Tant que nous ne constaterons pas de détérioration significative des prévisions de bénéfices, nous estimons que le contexte fondamental reste favorable à l’IA, à la technologie et aux actions, et que les récents replis créent des opportunités plutôt que de signaler la fin de la reprise.
Nick Raich, directeur général de The Earnings Scout
Cependant, cette solidité fondamentale se heurte à la réalité macroéconomique. Neil Wilson, de Saxo Markets, avertit que la Réserve fédérale américaine pourrait relever ses taux dès juillet pour contrer la montée de l’inflation. Un tel ajustement pourrait provoquer des sorties de capitaux précipitées, compte tenu de la rapidité et de l’ampleur de l’afflux massif vers l’IA.
Tensions géopolitiques et stabilisation du pétrole
En parallèle de la crise technologique, les marchés surveillent les négociations entre Washington et Téhéran.
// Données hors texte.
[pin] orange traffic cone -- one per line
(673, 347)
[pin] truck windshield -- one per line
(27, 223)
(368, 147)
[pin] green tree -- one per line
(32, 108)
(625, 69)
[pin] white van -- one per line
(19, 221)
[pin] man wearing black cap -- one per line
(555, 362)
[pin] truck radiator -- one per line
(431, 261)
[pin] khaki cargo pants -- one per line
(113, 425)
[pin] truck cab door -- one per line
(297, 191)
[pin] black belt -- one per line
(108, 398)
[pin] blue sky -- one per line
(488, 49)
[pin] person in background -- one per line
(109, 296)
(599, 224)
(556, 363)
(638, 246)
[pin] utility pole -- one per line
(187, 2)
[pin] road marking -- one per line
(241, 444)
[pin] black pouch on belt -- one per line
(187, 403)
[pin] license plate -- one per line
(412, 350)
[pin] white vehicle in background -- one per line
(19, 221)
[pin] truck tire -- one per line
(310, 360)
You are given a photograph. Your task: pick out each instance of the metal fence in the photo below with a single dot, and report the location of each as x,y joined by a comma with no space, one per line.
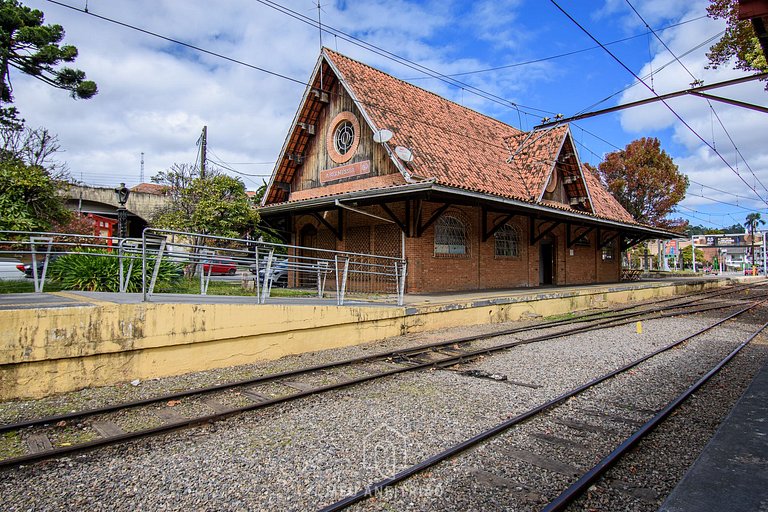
260,266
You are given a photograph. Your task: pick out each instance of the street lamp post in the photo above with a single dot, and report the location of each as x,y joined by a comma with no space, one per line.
122,193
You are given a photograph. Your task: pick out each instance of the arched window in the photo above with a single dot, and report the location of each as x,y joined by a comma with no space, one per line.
450,236
608,251
507,240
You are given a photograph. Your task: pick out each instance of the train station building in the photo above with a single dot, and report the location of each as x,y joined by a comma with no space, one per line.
375,165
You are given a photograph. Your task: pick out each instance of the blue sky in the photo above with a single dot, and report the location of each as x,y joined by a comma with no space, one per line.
155,96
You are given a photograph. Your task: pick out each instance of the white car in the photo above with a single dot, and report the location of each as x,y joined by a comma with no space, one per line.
9,269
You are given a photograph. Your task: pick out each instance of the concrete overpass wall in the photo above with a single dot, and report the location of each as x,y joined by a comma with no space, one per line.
140,204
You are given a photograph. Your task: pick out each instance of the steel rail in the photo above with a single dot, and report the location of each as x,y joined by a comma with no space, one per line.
583,483
375,488
399,353
188,422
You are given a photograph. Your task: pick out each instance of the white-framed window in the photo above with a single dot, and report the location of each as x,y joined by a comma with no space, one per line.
451,236
507,242
608,251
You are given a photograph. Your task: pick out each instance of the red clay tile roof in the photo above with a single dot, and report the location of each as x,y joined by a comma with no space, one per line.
533,155
605,205
453,144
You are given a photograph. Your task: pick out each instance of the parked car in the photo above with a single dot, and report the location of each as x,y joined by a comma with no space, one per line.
27,269
9,269
278,273
220,266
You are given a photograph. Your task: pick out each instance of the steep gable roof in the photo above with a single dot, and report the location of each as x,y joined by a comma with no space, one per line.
451,145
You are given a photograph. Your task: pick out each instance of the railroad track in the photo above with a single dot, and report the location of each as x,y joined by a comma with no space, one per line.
106,425
566,426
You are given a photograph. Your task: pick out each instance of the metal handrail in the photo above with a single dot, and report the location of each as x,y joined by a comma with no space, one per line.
349,271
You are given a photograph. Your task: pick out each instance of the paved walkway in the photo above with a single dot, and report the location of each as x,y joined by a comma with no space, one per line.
732,471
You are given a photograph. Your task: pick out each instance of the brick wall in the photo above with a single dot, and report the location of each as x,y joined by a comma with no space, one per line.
480,268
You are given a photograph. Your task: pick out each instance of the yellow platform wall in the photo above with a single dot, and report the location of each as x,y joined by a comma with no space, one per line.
52,350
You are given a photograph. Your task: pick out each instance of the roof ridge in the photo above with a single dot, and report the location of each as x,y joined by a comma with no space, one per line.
327,50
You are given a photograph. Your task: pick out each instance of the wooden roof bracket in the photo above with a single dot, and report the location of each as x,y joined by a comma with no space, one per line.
572,239
337,230
628,241
496,225
402,225
534,238
436,215
604,242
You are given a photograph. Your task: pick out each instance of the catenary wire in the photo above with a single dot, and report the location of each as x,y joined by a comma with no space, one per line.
673,111
126,25
696,79
560,55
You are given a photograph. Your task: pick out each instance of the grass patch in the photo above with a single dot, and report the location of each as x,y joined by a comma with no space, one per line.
11,445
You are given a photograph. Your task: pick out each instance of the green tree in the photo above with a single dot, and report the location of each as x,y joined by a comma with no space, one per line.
28,198
739,40
752,221
214,205
685,256
645,180
30,46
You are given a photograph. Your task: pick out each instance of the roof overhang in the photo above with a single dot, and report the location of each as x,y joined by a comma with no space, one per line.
437,192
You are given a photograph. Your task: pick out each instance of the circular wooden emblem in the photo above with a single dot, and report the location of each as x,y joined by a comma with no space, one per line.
343,137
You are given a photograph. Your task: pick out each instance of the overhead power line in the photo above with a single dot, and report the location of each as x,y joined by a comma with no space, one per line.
561,55
708,97
293,80
694,91
688,126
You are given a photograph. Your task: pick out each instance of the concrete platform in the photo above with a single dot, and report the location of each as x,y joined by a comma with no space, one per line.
732,471
62,341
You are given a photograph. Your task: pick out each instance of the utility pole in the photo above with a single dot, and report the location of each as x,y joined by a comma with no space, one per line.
203,143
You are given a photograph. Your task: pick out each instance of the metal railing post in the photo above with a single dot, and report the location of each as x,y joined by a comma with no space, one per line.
266,286
39,281
343,290
144,265
401,283
157,267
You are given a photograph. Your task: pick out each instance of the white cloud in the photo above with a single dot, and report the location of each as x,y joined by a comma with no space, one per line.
746,128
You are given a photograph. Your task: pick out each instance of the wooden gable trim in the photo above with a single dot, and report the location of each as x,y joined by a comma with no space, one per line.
403,225
629,241
364,113
496,225
534,238
337,230
572,238
602,242
569,137
436,215
302,130
555,156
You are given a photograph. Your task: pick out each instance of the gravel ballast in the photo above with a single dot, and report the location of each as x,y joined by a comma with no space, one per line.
309,453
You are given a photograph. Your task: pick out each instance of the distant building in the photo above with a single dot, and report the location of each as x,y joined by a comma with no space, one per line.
373,164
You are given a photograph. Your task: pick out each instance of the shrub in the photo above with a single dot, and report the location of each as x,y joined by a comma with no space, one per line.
99,271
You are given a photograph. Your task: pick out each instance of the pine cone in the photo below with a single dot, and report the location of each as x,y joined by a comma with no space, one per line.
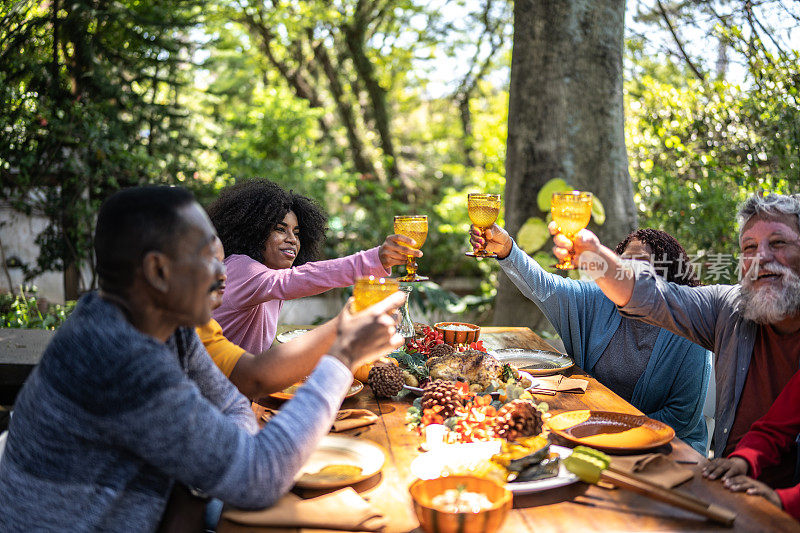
518,418
444,393
386,380
441,350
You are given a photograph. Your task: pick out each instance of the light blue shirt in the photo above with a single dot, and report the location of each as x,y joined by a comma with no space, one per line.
672,387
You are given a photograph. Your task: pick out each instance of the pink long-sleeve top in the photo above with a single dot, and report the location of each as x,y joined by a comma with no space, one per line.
255,293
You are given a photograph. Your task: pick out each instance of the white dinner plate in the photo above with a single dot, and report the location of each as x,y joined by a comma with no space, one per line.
535,362
446,457
341,450
286,336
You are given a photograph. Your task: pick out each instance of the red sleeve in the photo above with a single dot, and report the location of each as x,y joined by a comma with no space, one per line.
774,432
790,498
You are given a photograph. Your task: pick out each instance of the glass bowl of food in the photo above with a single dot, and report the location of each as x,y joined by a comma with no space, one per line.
455,333
467,504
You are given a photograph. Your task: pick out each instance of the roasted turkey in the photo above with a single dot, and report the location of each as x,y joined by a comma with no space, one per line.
471,366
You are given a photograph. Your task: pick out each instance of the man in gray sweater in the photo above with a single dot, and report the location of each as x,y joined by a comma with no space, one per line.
126,401
752,327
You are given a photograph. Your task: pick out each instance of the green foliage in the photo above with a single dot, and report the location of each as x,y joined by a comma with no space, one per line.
24,311
697,149
90,101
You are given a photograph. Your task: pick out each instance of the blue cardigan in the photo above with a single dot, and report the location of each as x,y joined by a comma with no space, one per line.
672,387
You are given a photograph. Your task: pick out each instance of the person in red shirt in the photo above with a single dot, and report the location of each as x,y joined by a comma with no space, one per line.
769,439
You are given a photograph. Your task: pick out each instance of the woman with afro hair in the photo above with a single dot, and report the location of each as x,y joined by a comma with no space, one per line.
663,375
271,239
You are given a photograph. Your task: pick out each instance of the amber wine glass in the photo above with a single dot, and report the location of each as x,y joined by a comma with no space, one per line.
371,290
483,210
415,227
571,213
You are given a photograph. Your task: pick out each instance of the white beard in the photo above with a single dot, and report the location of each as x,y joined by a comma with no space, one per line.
772,303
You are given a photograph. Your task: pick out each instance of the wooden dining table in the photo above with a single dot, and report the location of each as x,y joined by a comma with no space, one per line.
573,508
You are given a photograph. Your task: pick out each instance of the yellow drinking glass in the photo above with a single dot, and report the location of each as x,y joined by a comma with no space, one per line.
571,213
371,290
483,210
415,227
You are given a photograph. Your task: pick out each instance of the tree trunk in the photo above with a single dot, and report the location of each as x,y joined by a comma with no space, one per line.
565,121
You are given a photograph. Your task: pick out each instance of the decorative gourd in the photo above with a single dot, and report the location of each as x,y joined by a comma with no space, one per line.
362,372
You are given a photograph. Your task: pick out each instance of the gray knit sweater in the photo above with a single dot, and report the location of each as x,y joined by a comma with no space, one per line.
112,417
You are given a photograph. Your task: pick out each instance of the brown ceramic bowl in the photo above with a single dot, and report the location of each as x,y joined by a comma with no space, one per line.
434,520
458,332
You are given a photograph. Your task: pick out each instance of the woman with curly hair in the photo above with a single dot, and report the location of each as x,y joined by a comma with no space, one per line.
271,238
663,375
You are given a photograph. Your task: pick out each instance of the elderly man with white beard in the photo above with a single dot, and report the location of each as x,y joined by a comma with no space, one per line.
753,327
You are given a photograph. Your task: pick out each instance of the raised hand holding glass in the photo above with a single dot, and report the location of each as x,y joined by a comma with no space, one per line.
414,227
483,210
571,212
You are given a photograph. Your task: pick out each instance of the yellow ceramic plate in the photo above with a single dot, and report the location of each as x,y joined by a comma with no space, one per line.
288,393
611,431
339,461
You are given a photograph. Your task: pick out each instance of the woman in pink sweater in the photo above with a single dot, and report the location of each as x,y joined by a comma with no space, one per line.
271,237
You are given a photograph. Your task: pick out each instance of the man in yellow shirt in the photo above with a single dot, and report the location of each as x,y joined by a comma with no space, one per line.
269,371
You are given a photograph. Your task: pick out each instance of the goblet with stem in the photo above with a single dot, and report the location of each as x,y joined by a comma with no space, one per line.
371,290
415,227
571,212
483,210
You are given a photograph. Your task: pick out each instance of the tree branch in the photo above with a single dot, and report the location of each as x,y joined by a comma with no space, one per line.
677,40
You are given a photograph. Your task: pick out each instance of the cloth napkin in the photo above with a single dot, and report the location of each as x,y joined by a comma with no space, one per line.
655,467
342,510
345,418
558,383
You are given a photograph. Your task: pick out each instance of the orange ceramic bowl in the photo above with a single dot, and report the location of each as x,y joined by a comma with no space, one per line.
434,520
458,332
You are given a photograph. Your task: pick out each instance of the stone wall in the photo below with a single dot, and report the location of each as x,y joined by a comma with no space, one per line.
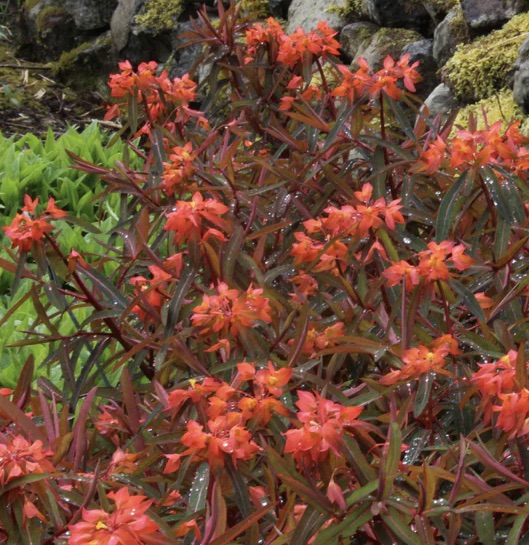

Des discussions tenues au Bürgenstock Resort Lake Lucerne, en Suisse, ont conduit les États-Unis à annoncer une suspension de deux mois des sanctions sur le pétrole iranien.
Cette détente relative a pesé sur les cours du brut. Le baril de pétrole a régressé de 73 cents US pour s’établir à 73,58 $US. Bien que J.D. Vance ait salué des bases solides pour un accord final, Téhéran a maintenu mardi sa volonté de garder le contrôle de ses positions.
Sur le plan technique, Zonebourse note que l’indice S&P 500 est actuellement dans une phase de consolidation horizontale. La surveillance se porte désormais sur les seuils des 7362 et 7621 points ; une rupture par le bas pourrait accentuer les dégagements vers les 7237 points.